GENEVA — On Tuesday, as diplomats gathered for the 61st session of the United Nations Human Rights Council, the two British-raised sons of Pakistan’s imprisoned former prime minister Imran Khan stepped before an international audience to accuse their country’s military of holding their father in unlawful solitary confinement.
Kasim and Sulaiman Khan, joined by the former Pakistani minister Zulfi Bukhari, addressed a side event examining Pakistan’s prized GSP+ trade status with the European Union. The panel, titled “Pakistan’s GSP+ Status: Human Rights Conditionality, Treaty Obligations and Accountability,” focused on whether Islamabad deserves continued preferential access to European markets while allegedly violating 27 international human rights conventions.
“Our father has been held in arbitrary detention, subjected to torture and inhumane isolation in Adiala Jail,” Kasim Khan told the gathering, according to video circulated on social media. He described more than 900 days of solitary confinement, denied medical care and restricted family visits — including the government’s refusal to grant the brothers visas to see their father. “This is not justice,” he said. “It is the military’s test to see what they can get away with.”
The family’s appearance marks the latest escalation in a campaign to internationalize Mr. Khan’s imprisonment. Once Pakistan’s most popular politician, the 73-year-old cricket star turned prime minister was arrested in August 2023 on a cascade of corruption and contempt charges that his supporters and many independent analysts regard as politically engineered. Critics, including the family, point directly to Field Marshal Asim Munir, the powerful army chief, as the architect of Mr. Khan’s prolonged detention and the broader crackdown on his Pakistan Tehreek-e-Insaf party.

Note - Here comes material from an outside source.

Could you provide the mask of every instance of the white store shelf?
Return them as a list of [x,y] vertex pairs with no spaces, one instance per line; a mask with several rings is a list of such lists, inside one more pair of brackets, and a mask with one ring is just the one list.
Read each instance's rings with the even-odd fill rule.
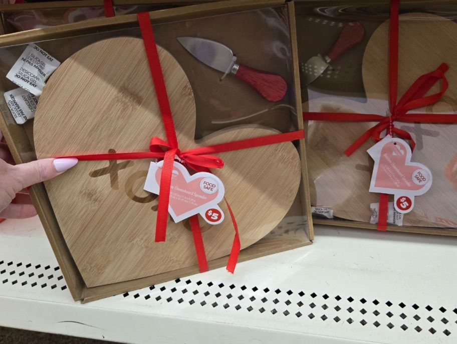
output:
[[81,304],[37,218],[0,224],[0,326],[131,343],[455,343],[457,238],[317,226],[313,245]]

Pakistani officials reacted with fury. Pro-establishment voices in Islamabad described the Geneva event as the work of “anti-Pakistan elements” bent on sabotaging the economy. By spotlighting GSP+ — which funnels billions of dollars in tariff-free textile exports to Europe and supports millions of jobs — the Khan family is effectively lobbying foreign governments to punish Pakistan for its treatment of one man, critics say. Some called the move treasonous.
Yet the family insists it has no choice. For months they have pleaded for visas, independent medical access and proof of life. In February, Kasim Khan publicly warned of “irreversible harm” if the isolation continued. Pakistani courts have occasionally ordered better conditions, only for the orders to be ignored — a pattern human-rights groups attribute to military interference.
The broader backdrop is a country where the army has long pulled strings from behind the scenes. Under General Munir — promoted to the newly created five-star rank of field marshal — the military has expanded its legal and economic reach. Civilian trials in military courts, internet blackouts, mass arrests of PTI workers and the disqualification of Mr. Khan from politics have drawn quiet rebukes from Washington, Brussels and the United Nations High Commissioner for Human Rights.
European officials have already signaled that GSP+ renewal, due for review, is not automatic. The Geneva side event was timed to feed directly into that debate. By forcing the issue onto the U.N. agenda, Mr. Khan’s family is betting that external pressure may succeed where domestic institutions have failed.
Whether the strategy will free their father or merely deepen Pakistan’s isolation remains uncertain. For now, it has turned a domestic political feud into an international human-rights spectacle — one that the country’s military rulers, accustomed to operating in the shadows, can no longer ignore.